Prof. Lamiaa Abdallah Ahmed Elrefaei :: Publications:

Title:
Mona S Al-Kharraz, Lamiaa A. Elrefaei, and Mai A Fadel, " Automated system for chromosome karyotyping to recognize the most common numerical abnormalities using deep learning", IEEE Access, Vol.8, No.1, pp. 157727 - 157747, August 2020, DOI: 10.1109/ACCESS.2020.3019937
Authors: Mona S Al-Kharraz, Lamiaa A. Elrefaei, and Mai A Fadel
Year: 2020
Keywords: Not Available
Journal: IEEE Access
Volume: 8
Issue: 1
Pages: 157727 - 157747
Publisher: IEEE
Local/International: International
Paper Link:
Full paper Not Available
Supplementary materials Not Available
Abstract:

Chromosome analysis is an essential task in a cytogenetics lab, where cytogeneticists can diagnose whether there are abnormalities or not. Karyotyping is a standard technique in chromosome analysis that classifies metaphase image to 24 chromosome classes.

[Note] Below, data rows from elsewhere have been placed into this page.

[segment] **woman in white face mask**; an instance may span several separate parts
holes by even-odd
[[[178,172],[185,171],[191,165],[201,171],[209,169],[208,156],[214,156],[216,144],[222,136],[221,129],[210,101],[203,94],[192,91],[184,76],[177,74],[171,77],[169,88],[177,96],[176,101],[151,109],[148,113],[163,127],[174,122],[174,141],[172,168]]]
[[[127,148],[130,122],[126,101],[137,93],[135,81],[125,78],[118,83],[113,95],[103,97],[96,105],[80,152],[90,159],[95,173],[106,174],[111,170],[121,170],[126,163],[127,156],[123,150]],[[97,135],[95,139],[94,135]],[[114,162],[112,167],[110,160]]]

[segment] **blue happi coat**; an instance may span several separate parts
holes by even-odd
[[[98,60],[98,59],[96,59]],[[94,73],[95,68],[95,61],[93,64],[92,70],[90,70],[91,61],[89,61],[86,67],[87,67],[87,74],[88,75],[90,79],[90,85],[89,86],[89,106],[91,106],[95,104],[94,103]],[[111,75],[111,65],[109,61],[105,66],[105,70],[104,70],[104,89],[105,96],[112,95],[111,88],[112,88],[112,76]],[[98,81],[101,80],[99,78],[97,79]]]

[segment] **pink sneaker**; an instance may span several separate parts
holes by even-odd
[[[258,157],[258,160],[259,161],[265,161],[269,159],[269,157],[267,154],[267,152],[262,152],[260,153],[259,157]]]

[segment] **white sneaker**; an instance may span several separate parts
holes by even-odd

The main two categories of chromosome abnormalities are structural abnormalities that are changing in the structure of chromosomes and numerical abnormalities which include either monosomy (missing one chromosome) or trisomy (extra copy of the chromosome). Manual karyotyping is complex and requires high domain expertise, as it takes an amount of time. With these motivations, in this research, we used deep learning to automate karyotyping to recognize the common numerical abnormalities on a dataset containing 147 non-overlapped metaphase images collected from the Center of Excellence in Genomic Medicine Research at King Abdulaziz University. The metaphase images went through three stages. The first one is individual chromosomes detection using YOLOv2 Convolutional Neural Network followed by some chromosome post-processing. This step achieved 0.84 mean IoU, 0.9923 AP, and 100% individual chromosomes detection accuracy. The second stage is feature extraction and classification where we fine-tune VGG19 network using two different approaches, one by adding extra fully connected layer(s) and another by replacing fully connected layers with the global average pooling layer. The best accuracy obtained is 95.04%. The final step is detecting abnormality and this step obtained 96.67% abnormality detection accuracy. To further validate the proposed classification method, we examined the Biomedical Imaging Laboratory dataset which is publicly available online and achieved 94.11% accuracy.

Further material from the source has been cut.